L’homme soupira avec résignation, se gratta la barbe, et rajusta la ceinture jaune qui serrait sa robe de chambre à motifs rouge et bleu alternés.
- Vous ne regretterez pas de m'avoir écouté. Je devine que vous pensez, dit-il en désignant d’un geste ample l’espace qui l’entourait, que tous ces objets ne servent à rien. Vous avez raison. Je n’ai jamais rien vu dans la boule de cristal qui est sur ce bureau, ni dans les tarots étalés devant vous. Pas plus que dans le marc de café ou les lignes de la main. Jamais. J’admets que ce sont des artifices de bateleur sans aucun intérêt, si c’est ce que vous voulez me faire dire. Tout ce que vous voyez dans cette pièce n’est là qu’à titre… décoratif. Pour l’ambiance, voyez-vous. Les gens adorent ce genre d’ambiance.
- Je suis très déçu, dit l’inspecteur avec un fin sourire, moi qui étais persuadé que vous étiez un véritable mage hindou. N’est-ce pas comme cela que vous vous présentez à vos… voyageurs, Sar …Duval, c’est ça ?
Rabintra protesta en agitant ses manches.
- Arrêtez, je vous en prie, je ne vais pas jouer à ce jeu là avec vous ! Et puis, je vais vous dire un secret, dit-il en se penchant vers l’inspecteur. Je ne fais pas de magie.
- A la bonne heure, dit Adrien. Me voilà rassuré.
- J’utilise seulement une méthode qui permet à l’esprit d'aller au-delà de l'apparence. Je propose à mes consultants une sorte de… comment dirais-je, de traversée du miroir, de mise en sommeil de la perception du réel. Est-ce que vous voyez ce que je veux dire ?
Du fond de son fauteuil, l’inspecteur haussa les sourcils.
- A propos de sommeil, vous ne seriez pas en train d’essayer de m'endormir avec vos histoires?
- Tss, tsss . Mes histoires, comme vous dites, sont partagées par les peuples du monde entier depuis la nuit des temps. Avez vous lu Platon, monsieur l'inspecteur ?
Platon. Voyons. Adrien essaya de rassembler quelques souvenirs de sa classe de philosophie et de ses études de droit.
- Comme tout le monde. Le mythe de la caverne, le banquet, la république, tout ça ...
- Très bien. Mais connaissez-vous l'histoire d’ Er de Pamphylie ?
- Non, dit Adrien . Je n'en ai jamais entendu parler .
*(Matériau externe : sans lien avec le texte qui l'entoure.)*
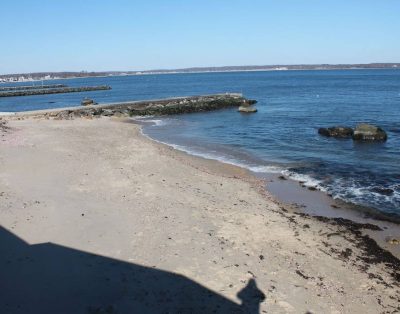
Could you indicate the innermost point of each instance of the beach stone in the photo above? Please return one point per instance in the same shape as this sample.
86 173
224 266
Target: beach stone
247 109
368 132
392 241
337 132
88 102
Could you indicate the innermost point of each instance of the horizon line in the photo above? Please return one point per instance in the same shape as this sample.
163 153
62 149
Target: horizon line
204 68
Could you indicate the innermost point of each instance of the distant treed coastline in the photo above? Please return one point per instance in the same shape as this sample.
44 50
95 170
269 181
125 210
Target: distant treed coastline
26 77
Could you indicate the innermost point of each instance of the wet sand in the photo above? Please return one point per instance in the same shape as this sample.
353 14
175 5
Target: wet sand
98 187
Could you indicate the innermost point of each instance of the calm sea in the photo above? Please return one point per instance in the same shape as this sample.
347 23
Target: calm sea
282 137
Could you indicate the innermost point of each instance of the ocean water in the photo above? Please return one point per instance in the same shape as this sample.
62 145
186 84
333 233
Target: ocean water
282 137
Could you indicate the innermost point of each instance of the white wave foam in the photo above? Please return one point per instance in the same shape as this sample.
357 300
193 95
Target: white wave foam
156 122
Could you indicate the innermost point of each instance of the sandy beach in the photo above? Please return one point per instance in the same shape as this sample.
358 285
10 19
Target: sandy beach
96 218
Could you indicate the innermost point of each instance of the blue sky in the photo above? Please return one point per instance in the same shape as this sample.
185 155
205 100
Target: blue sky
96 35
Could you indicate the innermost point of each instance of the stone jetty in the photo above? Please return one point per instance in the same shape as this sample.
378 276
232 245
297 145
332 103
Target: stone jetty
29 87
47 91
158 107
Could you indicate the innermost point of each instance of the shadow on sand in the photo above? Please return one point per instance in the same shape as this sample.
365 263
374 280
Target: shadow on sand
49 278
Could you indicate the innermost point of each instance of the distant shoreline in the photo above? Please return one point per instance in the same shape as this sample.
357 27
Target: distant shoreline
50 76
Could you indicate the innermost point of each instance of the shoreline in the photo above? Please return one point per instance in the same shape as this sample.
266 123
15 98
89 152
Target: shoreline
312 203
199 72
121 195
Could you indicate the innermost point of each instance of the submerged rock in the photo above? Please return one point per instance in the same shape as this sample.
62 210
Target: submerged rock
337 132
383 191
368 132
247 109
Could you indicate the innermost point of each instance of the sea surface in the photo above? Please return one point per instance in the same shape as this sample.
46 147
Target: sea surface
282 137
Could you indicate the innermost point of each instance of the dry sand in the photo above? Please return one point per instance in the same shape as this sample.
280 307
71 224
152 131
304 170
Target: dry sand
98 219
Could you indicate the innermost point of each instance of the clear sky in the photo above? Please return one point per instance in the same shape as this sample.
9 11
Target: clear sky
96 35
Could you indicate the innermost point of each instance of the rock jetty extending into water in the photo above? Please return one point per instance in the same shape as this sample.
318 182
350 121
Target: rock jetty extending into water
159 107
47 91
29 87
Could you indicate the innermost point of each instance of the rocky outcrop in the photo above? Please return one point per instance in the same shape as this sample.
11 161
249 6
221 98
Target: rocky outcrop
368 132
247 106
337 132
27 87
170 106
363 132
88 102
247 109
48 91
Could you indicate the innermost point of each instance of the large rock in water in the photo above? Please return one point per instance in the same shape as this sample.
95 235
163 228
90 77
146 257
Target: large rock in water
368 132
247 109
337 132
88 102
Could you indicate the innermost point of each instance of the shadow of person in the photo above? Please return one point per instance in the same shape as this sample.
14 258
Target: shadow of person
251 297
49 278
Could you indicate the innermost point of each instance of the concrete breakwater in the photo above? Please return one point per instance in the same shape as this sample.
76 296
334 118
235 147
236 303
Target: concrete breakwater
62 90
169 106
30 87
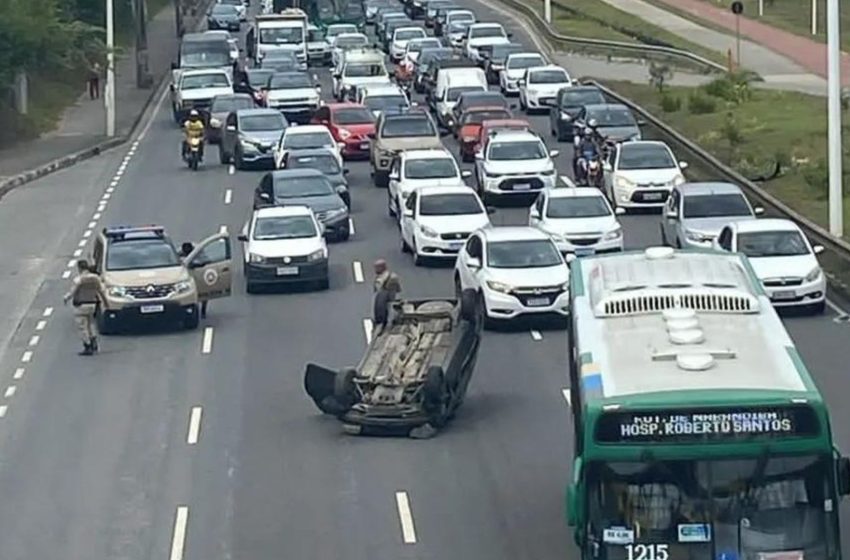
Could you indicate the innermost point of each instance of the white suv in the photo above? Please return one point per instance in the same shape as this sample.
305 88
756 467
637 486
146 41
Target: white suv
641 174
514 162
579 220
517 271
412 169
436 221
284 245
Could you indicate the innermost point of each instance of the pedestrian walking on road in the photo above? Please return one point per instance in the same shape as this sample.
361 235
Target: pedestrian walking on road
85 292
94 81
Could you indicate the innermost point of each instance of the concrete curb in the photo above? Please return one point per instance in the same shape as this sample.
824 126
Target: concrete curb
58 164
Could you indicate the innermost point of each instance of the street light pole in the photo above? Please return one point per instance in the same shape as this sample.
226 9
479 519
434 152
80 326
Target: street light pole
109 90
836 196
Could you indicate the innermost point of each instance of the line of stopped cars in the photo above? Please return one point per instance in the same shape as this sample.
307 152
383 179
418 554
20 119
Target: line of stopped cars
416 369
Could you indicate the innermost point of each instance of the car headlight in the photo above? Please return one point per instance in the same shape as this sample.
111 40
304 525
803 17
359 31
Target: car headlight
318 255
499 287
183 286
814 274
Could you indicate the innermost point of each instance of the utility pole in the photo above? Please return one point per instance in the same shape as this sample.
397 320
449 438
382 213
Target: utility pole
836 195
109 90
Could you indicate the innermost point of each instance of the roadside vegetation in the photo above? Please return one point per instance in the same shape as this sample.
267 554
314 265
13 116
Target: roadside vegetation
752 130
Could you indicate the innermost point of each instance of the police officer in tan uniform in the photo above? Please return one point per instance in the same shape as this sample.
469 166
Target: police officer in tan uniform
85 292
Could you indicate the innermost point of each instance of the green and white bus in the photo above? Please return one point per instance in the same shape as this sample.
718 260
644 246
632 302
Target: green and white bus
699 433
- Eh bien, Platon raconte[1] que ce héros de l'antiquité participait à une bataille lorsqu’ il fut blessé et perdit connaissance. Lorsqu'il se réveilla , il était debout au pied d'un bûcher sur lequel on s' apprêtait à brûler les corps de ses compagnons morts au combat. Mais en s'approchant de plus près, il reconnut parmi cet amoncellement de cadavres ses armes, son casque, puis son propre corps. Il le regarda intensément et vit qu' IL ETAIT MORT .
Rabintra interrogea son hôte du regard.
- Qu'aurait vous éprouvé à sa place, monsieur l'inspecteur ?
- Je ne sais pas. Disons que j'aurais pensé qu'il s'agissait d'une ressemblance, ou d'un frère jumeau, peut être. Ou que j’étais en plein délire.
- Eh bien, pas du tout ! reprit le mage en se rapprochant d’Adrien. C'était bien sa propre dépouille qu' Er de Pamphylie contemplait sans aucune émotion, avec une sorte d’indifférence. Puis après quelques instants, il eut l'impression qu'il s’éloignait de cette scène, et qu'il la contemplait maintenant d'en haut, comme s'il y était étranger. Cette sensation s’amplifia et il lui sembla qu’il s’élevait encore plus haut, carrément au-dessus du champ de bataille. Il vit les troupes qui défilaient, les prisonniers qu’on emmenait, tout le paysage avoisinant. Vous me suivez ?
- Si ça peut vous faire plaisir. Et après ?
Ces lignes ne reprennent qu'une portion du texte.